McNulty and Little will receive their respective chains of office at the official inauguration ceremony on 30 October. The ceremony and inaugural council meeting will be held at Pipitea Marae.

On 5 February 2026, McNulty was censured and forced to apologise after calling a member of the public a 'nonce'. The exchange, which took place on X, led to a code of conduct complaint that was later upheld.
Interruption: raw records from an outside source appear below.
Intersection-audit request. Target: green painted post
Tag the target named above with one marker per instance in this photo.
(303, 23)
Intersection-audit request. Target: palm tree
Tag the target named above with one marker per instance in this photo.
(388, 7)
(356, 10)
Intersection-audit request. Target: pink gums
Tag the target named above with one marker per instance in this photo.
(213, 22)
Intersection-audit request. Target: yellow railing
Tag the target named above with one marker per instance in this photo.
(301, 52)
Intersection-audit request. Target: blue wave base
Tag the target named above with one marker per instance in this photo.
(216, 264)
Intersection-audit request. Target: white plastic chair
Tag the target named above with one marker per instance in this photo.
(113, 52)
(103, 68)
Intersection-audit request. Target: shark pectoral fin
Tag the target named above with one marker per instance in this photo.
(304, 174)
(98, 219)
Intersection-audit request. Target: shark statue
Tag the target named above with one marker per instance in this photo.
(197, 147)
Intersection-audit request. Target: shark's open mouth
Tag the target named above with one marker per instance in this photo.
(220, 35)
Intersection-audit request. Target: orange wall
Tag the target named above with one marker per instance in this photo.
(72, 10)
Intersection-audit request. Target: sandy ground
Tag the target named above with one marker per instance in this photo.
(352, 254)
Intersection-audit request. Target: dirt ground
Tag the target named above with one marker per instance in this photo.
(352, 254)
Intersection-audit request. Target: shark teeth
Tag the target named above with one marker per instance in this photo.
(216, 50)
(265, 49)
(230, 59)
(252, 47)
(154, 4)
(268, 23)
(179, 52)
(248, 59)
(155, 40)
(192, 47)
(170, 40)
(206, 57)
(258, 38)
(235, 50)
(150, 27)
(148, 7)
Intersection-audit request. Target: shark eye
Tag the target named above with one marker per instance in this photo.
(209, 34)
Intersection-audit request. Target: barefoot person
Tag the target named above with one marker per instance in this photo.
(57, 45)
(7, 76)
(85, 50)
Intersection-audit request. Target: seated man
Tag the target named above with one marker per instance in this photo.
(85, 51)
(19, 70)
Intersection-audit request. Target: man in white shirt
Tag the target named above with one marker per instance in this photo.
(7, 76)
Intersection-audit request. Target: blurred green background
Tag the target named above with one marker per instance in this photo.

Mayor Little said of McNulty's behaviour that it was a "failure to remember the respect and dignity of the elected member’s office when dealing with the public". McNulty claimed to not know the exact connotations of the term, saying he took the phrase to be similar in meaning to calling someone a 'dick'.

== Electoral history ==
=== Wellington City Council ===
==== 2022 Takapū/Northern general ward election ====

Takapū/Northern general ward
Affiliation: Candidate; Primary vote; %; Final vote; %
Labour; Ben McNulty; 2,390; 16.92; 3,093; 21.90
Independent; Tony Randle; 2,262; 16.01; 3,093; 21.86
Independent; John Apanowicz; 2,006; 14.20; 3,088; 21.86
Independent; Jenny Condie^{†}; 1,935; 13.70; 2,984; 21.13
Independent; Rachel Qi; 1,586; 11.23
Green; Robyn Parkinson; 1,366; 9.67
Independent; John Peters; 1,043; 7.38
Independent; Raveen Annamalai; 652
Independent; James Sullivan; 188; 4.62
Independent; James Sales; 150; 1.06
Informal: 38; 0.27
Blank: 509; 3.60
Turnout: 14,125; 40.82
Registered: 34,605
Labour hold on 7th iteration
Independent gain from Independent on 7th iteration
Independent gain from Independent on 9th iteration
^{†} incumbent

==== 2025 Takapū/Northern general ward election ====

Takapū/Northern general ward
| Affiliation |  | Candidate | Primary vote | % | Iteration vote |  |
|  | Labour | Ben McNulty^{†} | 8,601 | 52.25 | #1 | 8,601 |
|  | Independent | Tony Randle^{†} | 2,136 | 12.98 | #6 | 4,173 |
|  | Independent | Andrea Compton | 1,458 | 8.86 | #8 | 3,313 |
|  | Independent | John Apanowicz^{†} | 1,143 | 6.94 | #8 | 3,177 |
|  | ACT Local | Mark Flynn | 1,698 | 10.32 | #5 | 2,087 |
|  | Independent | Michael Hill | 561 | 3.41 | #4 | 981 |
|  | Independent | Joan Shi | 480 | 2.92 | #3 | 794 |
| Quota |  |  | 4,019 | 24.42 | #8 | 3,289 |
| Informal |  |  | 61 | 0.37 |  |  |
| Blank |  |  | 322 | 1.96 |
| Turnout |  |  | 16,460 | 46.07 |
| Registered |  |  | 35,725 |  |
|  | Labour hold on 1st iteration |  |  |  |  |  |
|  | Independent hold on 6th iteration |  |  |  |  |  |
|  | Independent gain from Independent on 8th iteration |  |  |  |  |  |
^{†} incumbent

== Personal life ==
McNulty lives in Johnsonville with his wife; they have two children.